Most people know what it feels like to have an open wound, such as on your arm or your leg. It’s painful. Imagine having that same type of open sore on the lining of your stomach. That’s what it feels like to have a peptic ulcer—It’s a severe burning pain inside the stomach. Fortunately, individuals suffering from a peptic ulcer can achieve some relief and support healing with certain natural interventions, including dietary modifications and dietary supplements.
Who is more likely to get ulcers?
One in 10 people develops an ulcer. Risk factors that make ulcers more likely include:
- Frequent use of nonsteroidal anti-inflammatory drugs (NSAIDs), a group of common pain relievers which includes ibuprofen (Advil® or Motrin®).

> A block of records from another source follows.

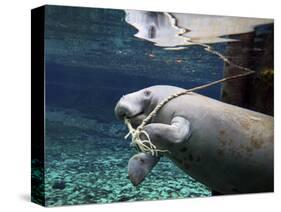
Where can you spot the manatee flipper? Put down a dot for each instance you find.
(139, 166)
(162, 135)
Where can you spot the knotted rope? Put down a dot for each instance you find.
(145, 145)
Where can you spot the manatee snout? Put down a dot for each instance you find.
(139, 166)
(121, 110)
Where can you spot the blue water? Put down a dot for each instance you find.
(92, 59)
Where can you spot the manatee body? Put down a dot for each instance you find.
(225, 147)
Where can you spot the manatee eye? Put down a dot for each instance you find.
(147, 93)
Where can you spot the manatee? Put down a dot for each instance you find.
(225, 147)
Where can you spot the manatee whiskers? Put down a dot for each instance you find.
(145, 145)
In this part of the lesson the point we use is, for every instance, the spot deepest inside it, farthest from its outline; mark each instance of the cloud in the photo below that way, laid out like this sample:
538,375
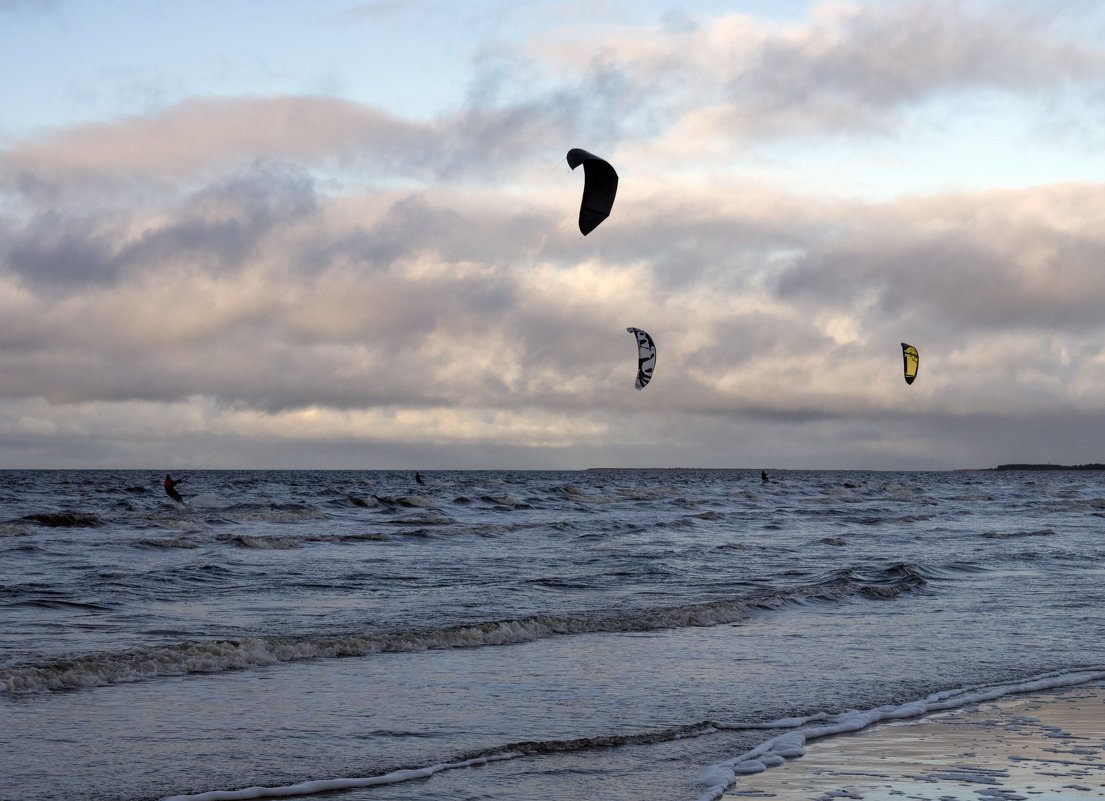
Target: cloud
309,269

- A family history of ulcers.
- Illness such as liver, kidney or lung disease.
- Regularly drinking alcohol.
Will ulcers heal on their own?
Though ulcers can sometimes heal on their own, you shouldn’t ignore the warning signs. Without the right treatment, ulcers can lead to serious health problems, including:
- Perforation (a hole through the wall of the stomach).
- Gastric outlet obstruction (from swelling or scarring) that blocks the passageway from the stomach to the small intestine.
How can I prevent ulcers?
You may be able to prevent ulcers from forming if you:
- Talk to your doctor at Triborough GI about alternatives to NSAID medications (like acetaminophen) to relieve pain.
- Discuss protective measures with your doctor, if you can’t stop taking an NSAID.
- Opt for the lowest effective dose of NSAID and take it with a meal.
- Quit smoking.
- Drink alcohol in moderation, if at all.
Healing peptic ulcers involves getting to the root cause by addressing possible H. pylori infection, chronic NSAID use, and lifestyle factors such as smoking, alcohol, stress, or a poor diet. An integrative treatment approach that includes dietary and lifestyle recommendations, as well as dietary supplements, can be effective at reversing peptic ulcer disease.